Timing is Everything
The early release of this year’s letter is notable. The Chairman of NCUA serves as the agency spokesperson as outlined in the Federal Credit Union Act and signs all such Letters to Credit Unions. Chairman Todd Harper’s decision to expedite its publication suggests a desire to solidify priorities before anticipated leadership changes. Kyle Hauptman will take over as Chair with a stroke of President Trump’s pen, the regulatory tone will shift. This letter was one of Chair Harper’s last opportunities to double down on his and the administration’s fee income concerns.
Editor’s note: President Donald Trump on Dec. 20 named Hauptman as chairman of the NCUA board.
Credit Risk: A Clear and Present Concern
Credit risk is the dominant theme, comprising nearly 25% of the letter’s content — a significant increase over prior years. This isn’t surprising given the deteriorating metrics in credit card and used vehicle loan portfolios in credit union balance sheets. Credit card delinquency rates have exceeded their peaks from the 2008 financial crisis, and used vehicle loan delinquencies have reached record highs. Meanwhile, concentration risk is rising as credit unions expand loan portfolios to offset shrinking net interest margins. Expect these trends will be watched closely at your credit union by your NCUA examiner.
Examination Cycles: A Nod to Efficiency or Regulatory Theater?
Perhaps the most headline-grabbing change is the adjustment to examination cycles for large, well-rated credit unions. Credit unions rated CAMELS 1 or 2 with stable leadership are now eligible for a 12- to 16-month cycle. On the surface, this sounds like a material change for low-risk credit unions with strong management. However, this change also serves to mask operational realities.
NCUA’s own data from 2023 showed that only 80% of CAMELS 4 examinations were completed on schedule, with just 67% of CAMELS 3 exams conducted on time.
Extending the examination timeline for lower-risk credit unions appears less like a strategic shift and more like an attempt to align policy with what is already happening. This move suggests the airline industry’s infamous “solution” to on-time performance issues: padding schedules to create the illusion of punctuality. My credit union conversations do reveal a slight improvement in timely exam delivery and that coupled with this change will allow NCUA to comply with its own policies.

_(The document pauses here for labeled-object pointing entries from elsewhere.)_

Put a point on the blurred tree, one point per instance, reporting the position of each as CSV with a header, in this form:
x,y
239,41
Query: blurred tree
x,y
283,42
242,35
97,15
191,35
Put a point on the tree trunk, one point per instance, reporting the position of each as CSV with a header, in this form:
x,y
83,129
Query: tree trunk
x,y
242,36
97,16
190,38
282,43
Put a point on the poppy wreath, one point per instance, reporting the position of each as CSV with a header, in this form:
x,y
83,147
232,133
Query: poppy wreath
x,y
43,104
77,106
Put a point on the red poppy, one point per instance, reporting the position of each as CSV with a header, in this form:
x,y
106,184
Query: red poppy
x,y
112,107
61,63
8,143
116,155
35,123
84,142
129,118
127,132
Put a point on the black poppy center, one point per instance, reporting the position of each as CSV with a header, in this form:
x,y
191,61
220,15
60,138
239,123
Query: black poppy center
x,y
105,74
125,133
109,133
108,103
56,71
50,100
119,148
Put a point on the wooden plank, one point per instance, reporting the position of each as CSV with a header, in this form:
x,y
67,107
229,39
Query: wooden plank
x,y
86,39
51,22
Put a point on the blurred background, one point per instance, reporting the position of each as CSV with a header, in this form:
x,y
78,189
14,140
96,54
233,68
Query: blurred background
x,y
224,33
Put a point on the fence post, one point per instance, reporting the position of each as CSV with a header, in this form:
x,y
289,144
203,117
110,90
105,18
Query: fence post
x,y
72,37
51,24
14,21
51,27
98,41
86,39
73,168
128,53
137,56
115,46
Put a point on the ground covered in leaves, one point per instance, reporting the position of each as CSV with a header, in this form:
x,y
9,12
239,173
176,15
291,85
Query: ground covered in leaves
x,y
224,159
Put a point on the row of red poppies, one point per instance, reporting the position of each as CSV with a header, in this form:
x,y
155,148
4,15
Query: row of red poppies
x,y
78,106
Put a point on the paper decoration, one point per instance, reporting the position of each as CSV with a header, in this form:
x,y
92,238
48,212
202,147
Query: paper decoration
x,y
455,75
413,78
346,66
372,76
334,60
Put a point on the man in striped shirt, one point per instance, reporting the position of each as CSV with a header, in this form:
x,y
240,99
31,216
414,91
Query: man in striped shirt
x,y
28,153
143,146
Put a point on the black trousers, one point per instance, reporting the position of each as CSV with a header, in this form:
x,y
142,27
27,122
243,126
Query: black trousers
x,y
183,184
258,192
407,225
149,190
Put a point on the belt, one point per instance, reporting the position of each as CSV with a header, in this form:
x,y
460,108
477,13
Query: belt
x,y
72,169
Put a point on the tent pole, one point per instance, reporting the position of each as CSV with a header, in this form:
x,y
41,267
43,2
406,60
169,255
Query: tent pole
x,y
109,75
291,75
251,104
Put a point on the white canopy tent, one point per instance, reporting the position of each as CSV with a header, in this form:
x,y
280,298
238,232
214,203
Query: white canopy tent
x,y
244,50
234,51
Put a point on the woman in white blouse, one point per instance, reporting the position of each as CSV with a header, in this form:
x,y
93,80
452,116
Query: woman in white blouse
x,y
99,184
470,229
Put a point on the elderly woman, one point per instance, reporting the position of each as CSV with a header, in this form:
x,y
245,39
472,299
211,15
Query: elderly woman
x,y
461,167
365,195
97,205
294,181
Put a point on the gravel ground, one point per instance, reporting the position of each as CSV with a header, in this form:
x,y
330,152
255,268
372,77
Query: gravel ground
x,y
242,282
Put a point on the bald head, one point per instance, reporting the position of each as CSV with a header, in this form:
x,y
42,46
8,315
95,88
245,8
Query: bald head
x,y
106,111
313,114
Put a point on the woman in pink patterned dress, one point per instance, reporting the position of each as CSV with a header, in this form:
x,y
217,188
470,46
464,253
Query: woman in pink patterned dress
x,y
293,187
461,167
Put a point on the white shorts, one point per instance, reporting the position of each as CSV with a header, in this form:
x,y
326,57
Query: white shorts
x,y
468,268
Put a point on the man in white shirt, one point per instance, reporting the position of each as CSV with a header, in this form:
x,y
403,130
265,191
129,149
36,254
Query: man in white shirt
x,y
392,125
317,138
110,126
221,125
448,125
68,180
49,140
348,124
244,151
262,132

Continued Priorities in Consumer Protection and Cybersecurity
The letter also highlights evolving consumer protection priorities, including overdraft programs and fair lending. These reflect broader political agendas and may shift under new leadership. Meanwhile, cybersecurity remains a fixed priority, as recent high-profile breaches demonstrate the escalating sophistication of threats. Credit unions must remain vigilant, regardless of shifting regulatory emphases, because the consequences of cyber incidents can be devastating.
What is Noticeably Missing?
Interestingly, corporate governance is conspicuously absent from this year’s letter. Recent trends indicate NCUA exam staff frequently link most exam issues with failed or weak Corporate Governance. NCUA’s corporate governance guidance to credit unions is minimal, which creates inconsistency in exam approaches in this important area.
NCUA should either issue standardized guidance on Corporate Governance expectations, or examiners should refrain from citing governance deficiencies as a default explanation for most operational and compliance matters. Without clear, consistent, and documented standards, using corporate governance as a catch-all criticism undermines both the examination process and the cooperative relationship between examiners and credit unions.
Here’s the Thing: Expect More Mergers
The trends highlighted in the 2025 priorities letter — deteriorating loan quality, NCUA’s focus on fee income, along with the new succession planning regulation — paint a challenging picture for mid-sized and smaller credit unions. The cumulative effect of these regulatory demands increase the already mounting pressures on smaller credit unions, making independent operations increasingly unsustainable. You can debate if these are unintended consequences or economic realities – but mergers will go up.
In 33 years at the NCUA, Mark Treichel led the agency as Executive Director, Regional Director, Director of Special Actions, Supervisory Examiner and Principal Examiner.